In a series of raids against the dog meat traffickers, cops arrested three men and rescued more than 1,000 dogs likely destined for Vietnamese slaughterhouses, AFP reports.
While this may appear to be a major strike against Thailand's dog meat mafia, it isn't.
Dog traffickers, who collect Thailand's unwanted strays for the Vietnamese meat market, can send about 1,000 dogs across the border in a single night. The profits add up to a multi-million dollar underground industry.
In the Reuters video below, you'll see a transfer truck teeming with dogs crammed into wire cages. While reporting our "Dog Meat Mafia" series in 2009 -- the three installments are Capture, Corruption and Conscience -- we witnessed trucks just like this illegally crossing a river border with impunity.

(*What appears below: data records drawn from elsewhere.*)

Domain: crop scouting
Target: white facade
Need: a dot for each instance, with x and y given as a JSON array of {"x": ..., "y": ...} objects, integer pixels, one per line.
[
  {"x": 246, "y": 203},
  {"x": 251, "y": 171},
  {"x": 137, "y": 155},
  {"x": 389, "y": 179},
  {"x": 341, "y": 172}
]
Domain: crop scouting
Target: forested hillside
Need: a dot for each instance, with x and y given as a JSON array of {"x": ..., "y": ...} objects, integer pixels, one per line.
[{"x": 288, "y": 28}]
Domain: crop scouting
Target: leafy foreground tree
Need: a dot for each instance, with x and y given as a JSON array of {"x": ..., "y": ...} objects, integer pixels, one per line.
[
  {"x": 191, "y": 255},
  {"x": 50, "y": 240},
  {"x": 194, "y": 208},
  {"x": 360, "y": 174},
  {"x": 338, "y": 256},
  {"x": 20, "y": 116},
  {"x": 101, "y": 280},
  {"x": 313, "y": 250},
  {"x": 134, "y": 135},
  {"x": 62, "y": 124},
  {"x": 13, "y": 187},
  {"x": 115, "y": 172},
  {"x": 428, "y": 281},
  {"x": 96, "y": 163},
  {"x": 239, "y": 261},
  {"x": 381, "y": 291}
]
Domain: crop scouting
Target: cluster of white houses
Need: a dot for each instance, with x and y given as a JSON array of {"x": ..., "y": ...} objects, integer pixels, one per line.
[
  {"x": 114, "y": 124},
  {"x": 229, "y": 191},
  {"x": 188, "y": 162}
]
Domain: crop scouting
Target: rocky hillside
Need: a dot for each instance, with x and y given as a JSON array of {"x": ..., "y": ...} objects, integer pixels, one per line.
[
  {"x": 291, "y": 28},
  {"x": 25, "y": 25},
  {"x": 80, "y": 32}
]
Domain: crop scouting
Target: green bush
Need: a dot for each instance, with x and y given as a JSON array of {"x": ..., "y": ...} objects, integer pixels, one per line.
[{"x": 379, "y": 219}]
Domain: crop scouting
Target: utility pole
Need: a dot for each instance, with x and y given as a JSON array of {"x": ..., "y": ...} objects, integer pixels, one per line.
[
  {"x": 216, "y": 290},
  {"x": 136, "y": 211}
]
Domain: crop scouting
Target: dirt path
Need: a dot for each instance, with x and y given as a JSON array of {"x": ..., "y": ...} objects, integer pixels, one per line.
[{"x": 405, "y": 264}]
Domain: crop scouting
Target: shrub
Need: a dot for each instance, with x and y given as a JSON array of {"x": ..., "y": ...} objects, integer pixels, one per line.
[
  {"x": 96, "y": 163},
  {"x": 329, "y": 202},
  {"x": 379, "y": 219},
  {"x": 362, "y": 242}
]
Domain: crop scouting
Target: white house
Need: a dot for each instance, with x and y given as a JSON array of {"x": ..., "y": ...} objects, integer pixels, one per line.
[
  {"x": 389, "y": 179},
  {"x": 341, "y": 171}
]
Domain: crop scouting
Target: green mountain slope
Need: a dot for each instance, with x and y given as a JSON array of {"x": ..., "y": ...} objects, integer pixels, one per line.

The recent "raids" might imply that police somehow discovered trafficking hubs and staged an incursion to save the dogs.
But police in these far-flung provinces typically know exactly where, how and when the traffickers operate.
Authorities intimated to us in 2009 that the dog trade is actually good for the region, as pay offs from traffickers satisfy authorities who might otherwise look for pay offs from more insidious local trades, such as trafficking immigrants or meth.
"The more they collect, the better," the province's police chief told us. He and many others likened the dog trade to taking out society's trash. The poor provinces barely have facilities to shelter a few hundred dogs, let alone thousands.
So why did cops stage this extremely rare crackdown against the so-called dog meat mafia? Perhaps there was a falling out between authorities and traffickers. Who knows? But a few raids and the rescuing of 1,000 dogs will barely dent this huge and highly lucrative business.